The flat-pack holt is being tried out at the British Wildlife Centre near Godstone, and contains tunnels so otters can feel more secure.
Surrey Wildlife Trust worker Chris Matcham, who designed the holt, said it traps the animal's body heat to create a more cosy living space.
The holt, made of recycled plastic, has now attracted a tenant, named Minnie.
The lightweight home is roughly the size of a coffee table and has been designed to be flat-pack to make it easy to assemble.
Mr Matcham, otters and rivers project manager, added: "The flatpack design slots together easily and could be rolled out in urban spaces where the shelter that otters seek is in short supply.
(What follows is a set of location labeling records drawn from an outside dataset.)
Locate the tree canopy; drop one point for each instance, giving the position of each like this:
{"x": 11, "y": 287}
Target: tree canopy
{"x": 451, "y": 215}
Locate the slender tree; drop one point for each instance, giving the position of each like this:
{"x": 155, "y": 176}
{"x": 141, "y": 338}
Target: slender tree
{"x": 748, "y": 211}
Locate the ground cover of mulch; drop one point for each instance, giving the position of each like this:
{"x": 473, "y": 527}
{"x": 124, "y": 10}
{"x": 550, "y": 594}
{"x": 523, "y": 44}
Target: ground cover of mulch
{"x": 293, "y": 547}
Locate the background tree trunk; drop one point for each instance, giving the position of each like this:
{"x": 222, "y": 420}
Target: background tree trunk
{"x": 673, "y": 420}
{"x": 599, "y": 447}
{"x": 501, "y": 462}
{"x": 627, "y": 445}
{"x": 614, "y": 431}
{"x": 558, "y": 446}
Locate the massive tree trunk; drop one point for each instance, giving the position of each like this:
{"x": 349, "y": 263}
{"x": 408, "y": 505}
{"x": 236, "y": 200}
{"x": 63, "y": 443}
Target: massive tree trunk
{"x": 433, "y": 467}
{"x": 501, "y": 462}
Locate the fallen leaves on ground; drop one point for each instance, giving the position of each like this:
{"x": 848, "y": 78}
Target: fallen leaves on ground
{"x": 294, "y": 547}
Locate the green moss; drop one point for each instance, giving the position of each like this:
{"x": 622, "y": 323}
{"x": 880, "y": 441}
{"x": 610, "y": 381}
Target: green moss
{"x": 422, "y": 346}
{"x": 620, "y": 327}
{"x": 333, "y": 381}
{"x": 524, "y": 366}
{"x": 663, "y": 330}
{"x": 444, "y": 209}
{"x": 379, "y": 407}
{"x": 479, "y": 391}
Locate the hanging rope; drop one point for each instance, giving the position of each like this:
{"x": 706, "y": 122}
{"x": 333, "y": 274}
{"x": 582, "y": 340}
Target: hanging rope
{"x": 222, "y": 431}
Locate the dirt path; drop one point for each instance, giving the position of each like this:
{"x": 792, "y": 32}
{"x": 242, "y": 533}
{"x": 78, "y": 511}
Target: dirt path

"Traditionally these artificial homes are made from logs which rot easily or concrete slabs which are heavy to lift and do not provide the otters with much warmth."
He says the holt contains tunnels to help the animals feel more secure.
"It is also large enough to house any otter cubs that might come along," he said.
The design was paid for by Thames Water.
Nick Clark, the company's conservation officer, said: "We know numbers of this elusive animal have increased as the water quality in our rivers and streams have improved and yet the man made otter homes in place at 30 of our sites stand empty."